By supporting an iterative “life-span approach” to learning about a new medicine and putting in place post-MA knowledge generation, MAPPs foresees to provide more useful data grounded in quality real world evidence. The MA and reimbursement conditions of a product can be re-assessed and revised as more knowledge about a product is gained—and adjustments made to the eligible treatment population. Ultimately, if used correctly, MAPPs can provide more and more useful data than traditional development models.

This kind of flexibility can provide crucial data for patients for whom current treatments aren’t working—and who need new options as soon as possible. It is exactly this flexibility that can invite scepticism, however. So-called “show stoppers” from the payer’s perspective, elucidated by Ad Schuurman, included concerns with:

  • Control on volume (indication, start-stop)
  • Control on data (real life, transparent)
  • Control on costs (adaptive reimbursement, mutual acceptable prices)
  • Restricting MAPPs to appropriate situations
  • Realistic exit or partial exit strategy

[Call out box with a picture of Ad “Half [of payers] do think MAPPs can be a promising way of working for a few diseases where immediate life-threatening issues are at stake. But payers want to see control on volume and costs and data”.

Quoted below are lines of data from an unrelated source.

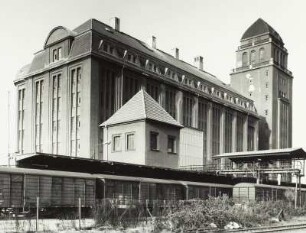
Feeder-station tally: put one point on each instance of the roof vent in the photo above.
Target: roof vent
(116, 23)
(153, 42)
(198, 61)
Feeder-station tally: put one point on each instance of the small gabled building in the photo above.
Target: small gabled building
(142, 132)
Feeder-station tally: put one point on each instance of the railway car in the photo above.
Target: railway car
(60, 191)
(127, 189)
(264, 192)
(19, 189)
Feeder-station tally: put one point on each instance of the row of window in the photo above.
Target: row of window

While acknowledging that MAPPs can be a promising way of working, Schuurman made it clear that many payers in Europe remain unclear on the intended scope and aim of MAPPs. MAPPs is indeed not meant to replace traditional development and access pathways—instead, it provides us with another tool to addressing unmet needs. MAPPs also is not meant to create a new regularly tool—another fact that has caused confusion in similar discussions. Rather, it makes use of existing regulatory and legal tools, resulting in a unique toolbox that encourages a new way of looking at how we develop specific medicines in well-specified patient populations and/or conditions. Getting payers on board will require addressing the points laid out above, said Schuurman—and including payers in the conversation early on is a step in the right direction.

Sarah Garner of NICE likewise emphasised the importance of including the full gamut of stakeholders in the conversation around MAPPs early on—precisely for the purpose of clarifying the questions around issues like evidence-versus-efficacy. ADAPT SMART, she noted provides a “breathing space” as the consortium includes stakeholders from payers, HTA’s, patient groups and regulatory bodies—all open to discuss issues like those outlined above. The output, she noted, will be useful in informing policy makers at EU and national level alike.

HTA’s are engaged and interested in working with innovative approaches to development, such as MAPPs, to address areas of unmet medical need. Key points of concern from the HTA standpoint include the need to ensure safety of patients; to collaborate and manage uncertainty in terms of evidence standards; and to develop financially sustainable models. Like Schuurman, Garner pointed out the importance of agreeing on exit strategies—involving payers in the development of MEA’s and ensuring that MEA’s encompass fair risk sharing.

Ultimately, there was no doubt among the panellists that real world data can provide evidence of effectiveness—and that it’s increasing use will undoubtedly impact current medicines development paradigms. The question is just what the role of this data will be—and how we can align HTA, regulator and especially payer needs in a way that, first and foremost, addresses the needs of the patients. Following the discussions of the panel “MAPPs: The IMI ADAPT SMART Project”, I was struck once again by the lack of understanding in what MAPPs actually is and certainly about the misconception about the functioning and role of ADAPT SMART in this process. Further information sessions and publications are in the planning within this Consortium to take care of this.